Culture, Attitude and Behaviours

Table 6: Attitudes and behaviours required on project boards
Culture	Description
Skin in the game	Members should have a genuine interest, commitment and ownership of the project's success ⁽²⁸⁾
Psychological safety	Boards need to foster a no-blame environment where people feel safe with constructive conflict, raising ideas and escalating issues ⁽²³^,⁴¹⁾
"Can do" agency	Board membership is not a passive role. Members should take action to ensure they have the right information to support decisions and proactively identify strategies that enhance project success ⁽²³⁾
Time commitment	Board members often underestimate the time involved. Members must ensure they are suitably informed, attending meetings and prepared to support decision-making ⁽¹¹^,²³^,⁴²⁾
Courage	Courage to stop a project, escalate risks or reset the project if the project does not have sufficient business justification and/or delivery confidence is low ⁽¹^,²⁵⁾
Attendance	Continuity in core board membership facilitates historically informed decision-making. Use of deputies or proxies should be avoided as it signals a lack of commitment, dilutes accountability and can delay decision-making ⁽¹¹⁾. Members should not attend just to report to others ⁽²⁸⁾
Decision expediency	Boards need to make decisions escalated to them in a timely manner, possibly despite incomplete information. Decisions should be clear and prioritise action⁽²³^,⁴³⁾
Value-focused	Boards should suspend self-interest and operate from a position of what is best for the organisation and project, optimising value from the project investment
Empowering	The project board can make the decisions it needs to so that the project is empowered to deliver
Humility	Openness to learning and adaptation – seeking robust advice from independent advisors and project assurance, seeking out lessons learned from similar projects, listening to user and reference groups, acting on recommendations ⁽¹^,⁴⁴⁾

“SPER conducted at least 20 reviews (gateway reviews, program health checks and various other reviews)… SPER did not address warning signs raised through some of these reviews—including concerns with the lack of an operating model, the vendor’s product, and SPER’s relationship with the vendor” ⁽³⁾.

Audit office inquiry

Everyone has a stake but no one wants to be responsible

Interviewed governance professional, DTA

Information flow: Reporting and Communications

Project reporting

Project Board meetings should be regular, scheduled and aligned as much as practical to the organisation’s financial reporting cycles, so that the project manager can give timely information on project progress and costs, and to escalate issues beyond their delegation. Most digital project boards meet on a monthly basis and at key decision points, but the frequency of meetings should be adapted to project pace and risk ⁽¹¹⁾, with the possibility of a higher meeting frequency, for example, when the project is close to go-live or release.

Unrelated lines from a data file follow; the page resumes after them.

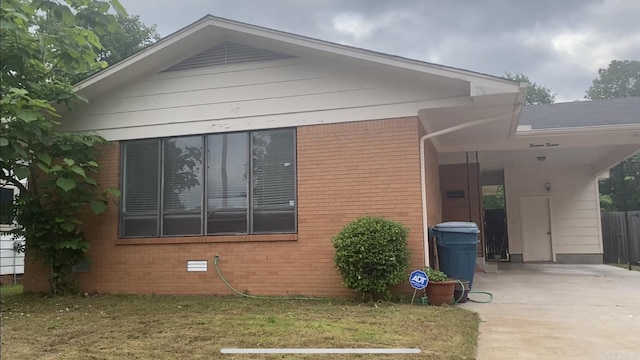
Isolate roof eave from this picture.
[514,124,640,136]
[74,15,522,99]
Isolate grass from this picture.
[1,287,479,360]
[608,264,640,271]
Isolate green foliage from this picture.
[505,72,556,105]
[333,216,409,299]
[482,185,504,209]
[585,60,640,211]
[585,60,640,100]
[424,266,450,282]
[100,14,160,65]
[600,153,640,211]
[0,0,122,294]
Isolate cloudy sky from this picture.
[120,0,640,102]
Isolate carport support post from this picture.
[620,161,632,271]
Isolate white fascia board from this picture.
[85,97,471,141]
[509,82,529,137]
[512,124,640,136]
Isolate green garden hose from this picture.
[453,279,493,304]
[213,255,323,300]
[469,291,493,304]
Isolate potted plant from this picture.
[424,266,456,305]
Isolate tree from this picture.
[585,60,640,100]
[482,185,504,209]
[505,72,556,105]
[0,0,125,294]
[600,153,640,211]
[36,13,160,83]
[99,14,160,65]
[585,60,640,211]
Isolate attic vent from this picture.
[164,41,293,71]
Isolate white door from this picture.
[520,196,553,261]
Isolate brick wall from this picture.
[24,118,428,296]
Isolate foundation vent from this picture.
[187,260,208,272]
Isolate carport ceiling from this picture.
[478,146,615,171]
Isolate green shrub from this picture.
[333,216,409,300]
[424,266,450,282]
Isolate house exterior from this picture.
[24,16,640,296]
[0,183,24,285]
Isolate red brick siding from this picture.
[24,118,436,296]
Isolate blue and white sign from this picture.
[409,270,429,290]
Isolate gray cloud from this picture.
[121,0,640,101]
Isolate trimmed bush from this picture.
[333,216,409,300]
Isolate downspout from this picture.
[420,113,520,266]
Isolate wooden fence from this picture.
[602,211,640,264]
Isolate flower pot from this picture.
[426,280,456,306]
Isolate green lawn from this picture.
[1,287,479,360]
[608,264,640,271]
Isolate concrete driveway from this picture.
[459,264,640,360]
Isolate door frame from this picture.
[518,195,556,263]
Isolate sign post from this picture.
[409,270,429,305]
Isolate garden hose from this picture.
[213,255,323,300]
[453,279,493,304]
[453,279,465,304]
[469,291,493,304]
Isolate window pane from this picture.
[162,136,203,235]
[122,139,160,236]
[252,129,296,232]
[207,133,249,234]
[0,188,13,225]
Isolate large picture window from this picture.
[120,129,296,237]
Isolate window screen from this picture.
[121,129,296,237]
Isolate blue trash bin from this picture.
[429,221,480,289]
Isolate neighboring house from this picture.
[25,16,640,296]
[0,184,24,285]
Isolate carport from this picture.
[436,97,640,266]
[459,263,640,360]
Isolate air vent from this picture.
[187,260,207,272]
[164,41,294,72]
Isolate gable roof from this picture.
[519,97,640,131]
[75,15,523,98]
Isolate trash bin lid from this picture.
[434,221,480,234]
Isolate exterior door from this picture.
[520,196,553,261]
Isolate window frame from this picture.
[0,182,20,231]
[118,127,298,239]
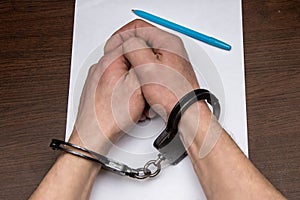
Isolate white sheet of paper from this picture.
[66,0,248,200]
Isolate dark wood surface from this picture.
[0,0,300,200]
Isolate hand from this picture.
[105,20,199,119]
[70,43,145,153]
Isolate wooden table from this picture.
[0,0,300,199]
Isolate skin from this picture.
[31,20,284,199]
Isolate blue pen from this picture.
[132,10,231,51]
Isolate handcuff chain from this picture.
[134,154,166,179]
[50,139,166,179]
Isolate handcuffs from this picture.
[50,89,221,179]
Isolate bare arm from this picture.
[105,20,284,199]
[30,130,100,200]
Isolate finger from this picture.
[122,37,158,67]
[104,20,186,57]
[104,19,154,53]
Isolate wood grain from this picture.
[0,0,300,199]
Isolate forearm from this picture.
[30,130,100,200]
[182,104,284,199]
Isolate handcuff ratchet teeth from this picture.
[153,89,221,165]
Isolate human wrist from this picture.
[179,101,213,148]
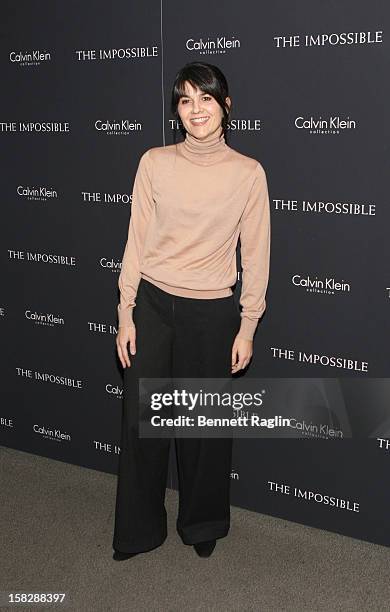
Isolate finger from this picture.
[130,340,137,355]
[117,344,125,368]
[120,343,131,368]
[232,348,238,366]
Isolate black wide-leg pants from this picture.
[113,278,240,552]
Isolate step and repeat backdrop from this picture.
[0,0,390,546]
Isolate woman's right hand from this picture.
[116,325,136,368]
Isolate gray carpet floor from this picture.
[0,447,390,612]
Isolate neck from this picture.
[181,128,229,166]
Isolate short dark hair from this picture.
[171,62,230,140]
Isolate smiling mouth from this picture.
[190,117,209,125]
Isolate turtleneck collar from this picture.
[180,129,229,166]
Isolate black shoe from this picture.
[194,540,217,558]
[112,548,139,561]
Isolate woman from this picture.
[113,62,270,560]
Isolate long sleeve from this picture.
[117,150,154,327]
[238,164,271,340]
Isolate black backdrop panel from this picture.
[0,0,390,546]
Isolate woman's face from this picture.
[177,81,230,140]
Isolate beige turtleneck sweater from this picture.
[118,131,270,340]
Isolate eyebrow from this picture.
[180,91,210,98]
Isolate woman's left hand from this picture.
[232,335,253,374]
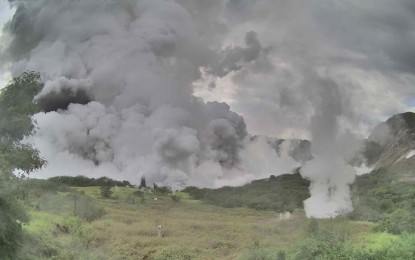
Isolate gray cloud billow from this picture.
[0,0,415,217]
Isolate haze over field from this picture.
[0,0,415,217]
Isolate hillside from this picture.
[362,112,415,170]
[13,179,415,260]
[184,172,310,212]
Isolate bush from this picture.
[74,195,105,222]
[374,209,415,235]
[171,194,180,202]
[100,185,112,199]
[0,193,28,259]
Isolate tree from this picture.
[0,72,46,259]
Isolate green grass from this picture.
[14,181,415,259]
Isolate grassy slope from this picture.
[185,173,310,212]
[17,184,394,259]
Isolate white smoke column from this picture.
[301,76,355,218]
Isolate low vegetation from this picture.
[184,173,310,212]
[0,176,415,260]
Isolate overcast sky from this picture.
[0,0,415,137]
[0,0,14,88]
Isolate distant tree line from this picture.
[183,173,310,212]
[48,175,134,187]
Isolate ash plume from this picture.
[0,1,297,191]
[0,0,415,217]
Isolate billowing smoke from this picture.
[0,0,415,217]
[301,76,358,218]
[0,0,299,191]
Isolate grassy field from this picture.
[13,184,410,259]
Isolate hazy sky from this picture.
[0,0,415,217]
[0,0,415,137]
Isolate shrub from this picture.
[74,195,105,222]
[171,194,180,202]
[100,185,112,199]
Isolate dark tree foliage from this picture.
[183,173,310,212]
[0,72,46,259]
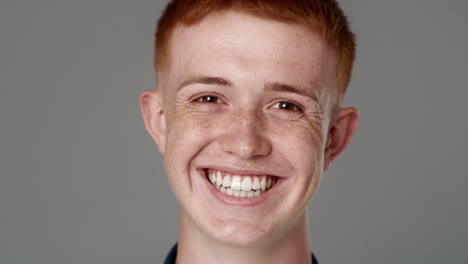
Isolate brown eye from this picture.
[197,95,221,104]
[274,101,301,111]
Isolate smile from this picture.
[206,169,277,198]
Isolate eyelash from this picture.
[194,94,303,112]
[194,94,222,104]
[273,101,303,112]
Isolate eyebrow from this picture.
[177,76,319,102]
[264,83,319,102]
[177,76,232,90]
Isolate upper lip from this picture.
[200,166,284,178]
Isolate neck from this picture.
[176,211,311,264]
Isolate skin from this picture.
[140,11,358,263]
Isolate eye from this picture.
[273,101,302,112]
[196,95,221,104]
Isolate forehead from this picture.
[166,11,334,91]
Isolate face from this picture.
[141,12,355,248]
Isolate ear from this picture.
[140,90,166,154]
[324,107,359,170]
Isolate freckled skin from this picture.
[141,9,356,263]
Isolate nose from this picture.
[219,108,271,160]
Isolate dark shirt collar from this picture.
[164,243,318,264]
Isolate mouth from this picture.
[205,169,277,198]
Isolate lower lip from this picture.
[199,170,283,206]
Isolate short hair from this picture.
[154,0,356,96]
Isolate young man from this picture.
[140,0,358,264]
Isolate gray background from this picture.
[0,0,468,264]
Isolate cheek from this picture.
[277,122,324,176]
[167,111,214,159]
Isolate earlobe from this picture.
[140,90,166,154]
[324,107,359,170]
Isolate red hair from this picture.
[155,0,356,95]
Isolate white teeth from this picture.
[260,176,266,191]
[210,172,216,184]
[223,175,231,187]
[231,176,241,191]
[216,171,223,187]
[241,177,252,192]
[252,177,260,190]
[207,170,276,198]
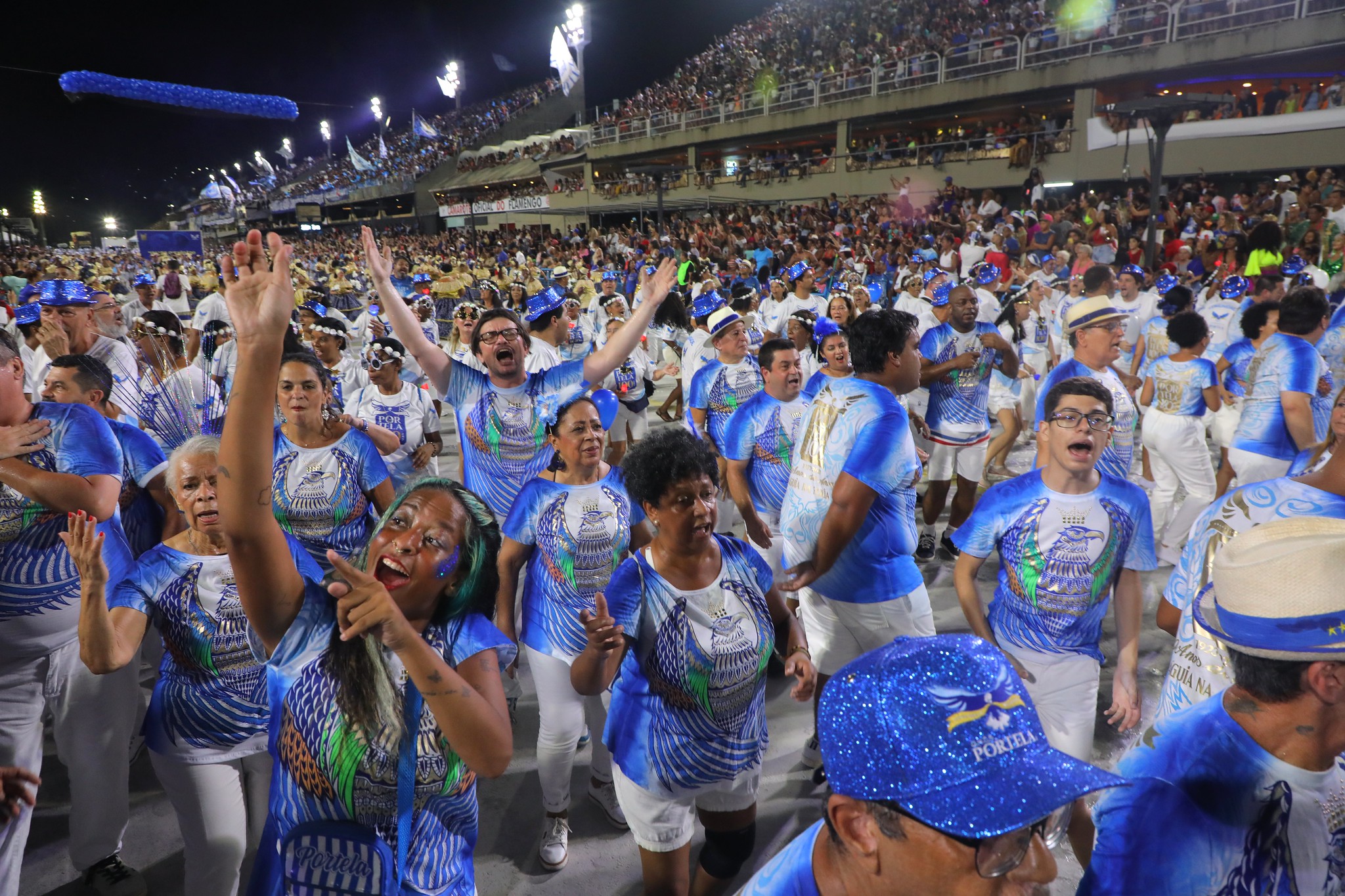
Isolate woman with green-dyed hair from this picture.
[495,396,652,870]
[218,231,515,896]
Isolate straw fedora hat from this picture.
[1196,516,1345,661]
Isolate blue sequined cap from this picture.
[1218,274,1252,298]
[818,634,1126,837]
[812,317,841,345]
[523,286,565,322]
[692,289,728,317]
[60,71,299,121]
[37,280,94,305]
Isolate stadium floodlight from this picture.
[565,3,586,47]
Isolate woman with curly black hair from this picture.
[218,231,515,896]
[570,426,816,895]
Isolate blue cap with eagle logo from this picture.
[818,634,1126,837]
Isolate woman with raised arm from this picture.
[570,426,816,896]
[362,227,676,523]
[218,231,515,896]
[60,435,270,896]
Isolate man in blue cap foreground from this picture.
[1081,517,1345,896]
[739,634,1118,896]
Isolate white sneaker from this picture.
[83,855,149,896]
[803,731,822,769]
[537,818,570,870]
[589,780,629,830]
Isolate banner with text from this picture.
[439,196,552,218]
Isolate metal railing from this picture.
[589,0,1323,146]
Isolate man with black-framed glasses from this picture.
[954,376,1157,865]
[739,634,1124,896]
[1036,295,1139,480]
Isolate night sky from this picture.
[0,0,771,243]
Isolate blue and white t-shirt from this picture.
[686,354,765,452]
[1232,333,1333,461]
[344,383,439,489]
[253,563,516,896]
[920,321,1003,444]
[603,534,775,797]
[1078,694,1345,896]
[1037,357,1138,480]
[952,470,1158,662]
[1317,325,1345,387]
[1223,339,1256,398]
[1155,479,1345,719]
[721,389,801,525]
[502,466,644,662]
[271,426,387,570]
[738,821,826,896]
[1145,356,1218,416]
[780,376,924,603]
[108,419,168,557]
[108,538,294,764]
[0,402,133,660]
[444,362,589,521]
[1139,314,1173,376]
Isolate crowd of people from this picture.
[8,156,1345,896]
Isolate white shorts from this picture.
[1228,447,1291,485]
[1208,399,1243,447]
[607,402,650,443]
[1000,639,1100,761]
[612,764,761,853]
[799,584,935,675]
[929,433,990,482]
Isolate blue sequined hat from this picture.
[818,634,1126,837]
[784,262,812,284]
[13,303,41,324]
[706,307,742,339]
[812,317,841,345]
[692,289,728,317]
[523,286,565,322]
[37,280,94,307]
[1218,274,1252,298]
[971,262,1003,286]
[1154,274,1181,295]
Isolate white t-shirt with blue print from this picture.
[1233,333,1333,461]
[603,534,775,797]
[502,466,644,662]
[1155,477,1345,719]
[952,470,1158,662]
[780,376,924,603]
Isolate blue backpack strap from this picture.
[397,675,425,887]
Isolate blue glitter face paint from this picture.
[435,545,460,579]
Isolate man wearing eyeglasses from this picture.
[739,634,1124,896]
[954,376,1157,866]
[1036,294,1139,480]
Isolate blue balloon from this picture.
[592,389,621,430]
[60,71,299,121]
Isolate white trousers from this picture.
[523,645,612,811]
[149,750,272,896]
[1228,449,1291,485]
[0,641,139,896]
[1141,407,1216,547]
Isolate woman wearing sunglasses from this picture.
[342,337,444,490]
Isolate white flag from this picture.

The content of board meetings is often influenced by the project manager, supported by key topics in project reports. To keep the board focused on decision-making, reports should focus on exceptions to planned progress, changes to scope, risks and relationships ⁽¹¹⁾. The agenda and supporting project reports will need to adapt to maintain a focus on the critical decisions needed to progress the project ⁽²³^,⁴³⁾.

Project reporting should be “a single source of truth” to reduce reporting burden and to share with internal and external stakeholders, and contain the following ⁽²⁾:
Key project milestones
Spend to data and forecast spend to complete
Earned value (or equivalent) to enable clear monitoring of work completed compared to plan
Key workforce metrics
Material risks
Governance effectiveness metrics – feedback loops on quality of materials, engagement, debate and decision-making (e.g. short survey at end of each meeting)
Change readiness indicators
Go-live date

From the Review of the Modernising Business Registers Program

Production of reports for the board divert resources from other project activities. The SRO needs to balance information requests from the board to the project team, with the effort needed to produce them. There is also a tension in the timeliness of information for project reporting. Where possible, board meetings should be scheduled to minimise the lag between report data and the meeting. The board should regularly reflect on whether all sections of project reports play a role in the decisions the board makes. Removing redundant sections of reports can make it easier to focus on key information and reduce a project reporting burden. Focus for reports should be on exceptions, earned value, and differences between planned and actual progress.

Good communication overcomes poor governance

Interviewed SRO, Australian Government

The board maintain responsibility for obtaining the information they need to govern project progress and may need to work with the project manager to ensure they obtain necessary information, moving past a passive information-consumption attitude. Technical jargon should be avoided in reporting in favour of language that allows the board to make trade-off judgements on the business logic and strategic alignment of the project. Board members may have to actively seek outside information if they are to be suitably informed, for example by attending regular project meetings ⁽²³^,⁴³⁾, engaging directly with users and operational mechanisms (e.g. walking the shop floor), or conducting informal discussions with stakeholders.

Supporting project documentation

The following table lists some of the common documentation used to support project board formation and decision making. Governance tips from an SRO are also included later in this document.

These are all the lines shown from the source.